Taemin Ha’s series Sikkim documents the lives of young skateboarders growing up in the Eastern Himalayas
When Seoul-based photographer Taemin Ha’s plans to shoot a project in Guwahati, India, were cancelled due to protests that had broken out in the city, he decided to settle for a few days in Sikkim, a state in the Eastern Himalayas that borders Nepal, Bhutan, and Tibet. One morning while pondering his next move from his balcony, he spotted a group of skateboarders on a rooftop and made his way down to watch them. It was a split-second decision that would shift his path for the next month, and Ha decided to get to know the kids who would meet each day on what they call ‘the terrace’.
“The place was unique,“ observes Ha. “It was packed with a diverse group of people: masala chai ladies, homeless people, and those hanging out after shopping. But the kids seemed oblivious to all the distractions I could see; they were completely absorbed in skating.”
As he got to know the skaters, Ha began documenting their days on the terrace and, gradually, he was welcomed in as a friend. “In the beginning, [the relationship] was more about the boys trying to impress me with their skate skills and how good they are,” Ha says. “The more time we spent together, however, the more I was into their personal life. Each of them invited me to their houses daily, and I started spending time with their families. Sometimes we went to their secret hidden place in the middle of the mountain to hang out.”
Without any skate shops in Sikkim, the boys share boards and set-ups that they order from South India. One boy named Tarik – the best skater of the group – dreams of going to the Olympics with India’s national skateboard team.
Ha grew closest to a boy named Purba, whose mother ran a small restaurant nearby the terrace where a late lunch was served after skating. Purba features on the cover of Sikkim, the book Ha published on his return to Seoul – Purba’s tongue playfully poking out as he holds a skate wheel up to his eye.

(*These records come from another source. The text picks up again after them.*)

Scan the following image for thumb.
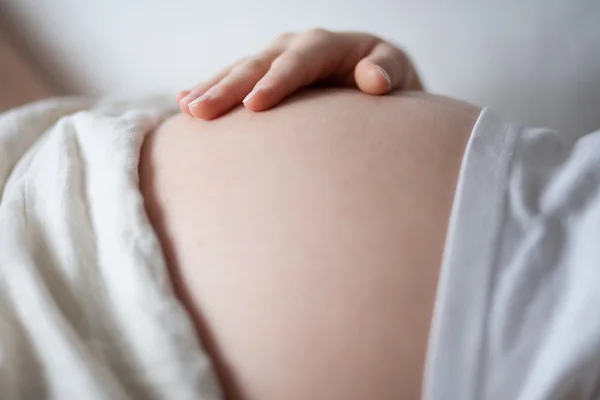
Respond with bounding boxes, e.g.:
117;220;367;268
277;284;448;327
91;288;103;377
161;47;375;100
354;42;423;95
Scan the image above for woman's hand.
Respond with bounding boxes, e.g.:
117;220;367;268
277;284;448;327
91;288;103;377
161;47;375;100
177;29;423;119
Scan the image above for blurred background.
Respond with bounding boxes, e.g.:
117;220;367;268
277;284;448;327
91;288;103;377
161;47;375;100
0;0;600;135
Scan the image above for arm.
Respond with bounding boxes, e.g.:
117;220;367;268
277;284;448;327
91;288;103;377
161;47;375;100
0;32;55;111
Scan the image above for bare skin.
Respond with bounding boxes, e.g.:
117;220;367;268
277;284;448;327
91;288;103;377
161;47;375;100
140;89;479;400
0;31;56;112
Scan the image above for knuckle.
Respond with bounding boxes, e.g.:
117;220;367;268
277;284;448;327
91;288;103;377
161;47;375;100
275;32;294;43
243;58;266;71
305;28;333;40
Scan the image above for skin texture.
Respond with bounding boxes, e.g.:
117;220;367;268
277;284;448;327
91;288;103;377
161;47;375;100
0;31;56;112
140;89;479;400
177;28;423;120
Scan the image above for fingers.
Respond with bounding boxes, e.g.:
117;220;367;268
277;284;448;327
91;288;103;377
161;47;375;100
177;29;422;119
188;55;271;119
244;29;347;111
177;60;243;115
354;41;423;95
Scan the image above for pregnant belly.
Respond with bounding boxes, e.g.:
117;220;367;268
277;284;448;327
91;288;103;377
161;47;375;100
140;90;478;400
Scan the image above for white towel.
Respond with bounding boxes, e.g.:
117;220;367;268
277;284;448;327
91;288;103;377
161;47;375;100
0;99;221;400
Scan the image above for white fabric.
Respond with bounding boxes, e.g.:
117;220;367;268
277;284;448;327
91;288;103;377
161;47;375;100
0;99;221;400
424;110;600;400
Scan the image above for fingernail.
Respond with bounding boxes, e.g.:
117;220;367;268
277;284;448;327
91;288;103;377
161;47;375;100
242;87;263;103
188;92;214;107
378;66;392;91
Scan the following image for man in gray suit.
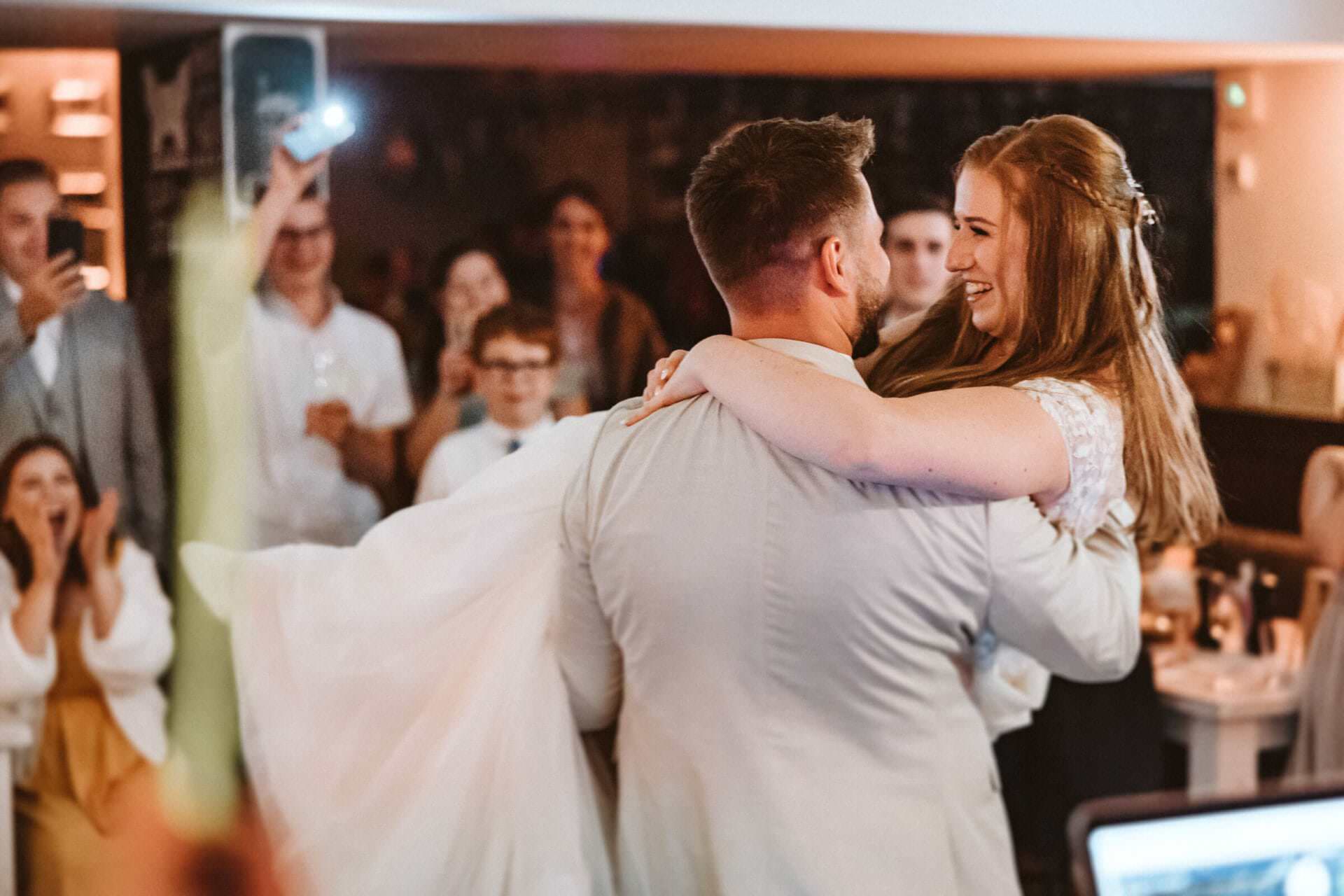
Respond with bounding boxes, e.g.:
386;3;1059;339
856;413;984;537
556;118;1140;896
0;158;167;557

Ha’s journey with the boys is traceable through the sequence of his images in Sikkim. Skate shots open the book but soon lead to more intimate moments, like Purba helping his mum in her restaurant, spending time with family, or sneaking cigarettes. “I wanted the audience to follow the path as I got to know them and got close to them, as the series of a journey.” This isn’t simply a book about skateboarding, Ha notes. “It’s a book about the time the kids and I spent together.”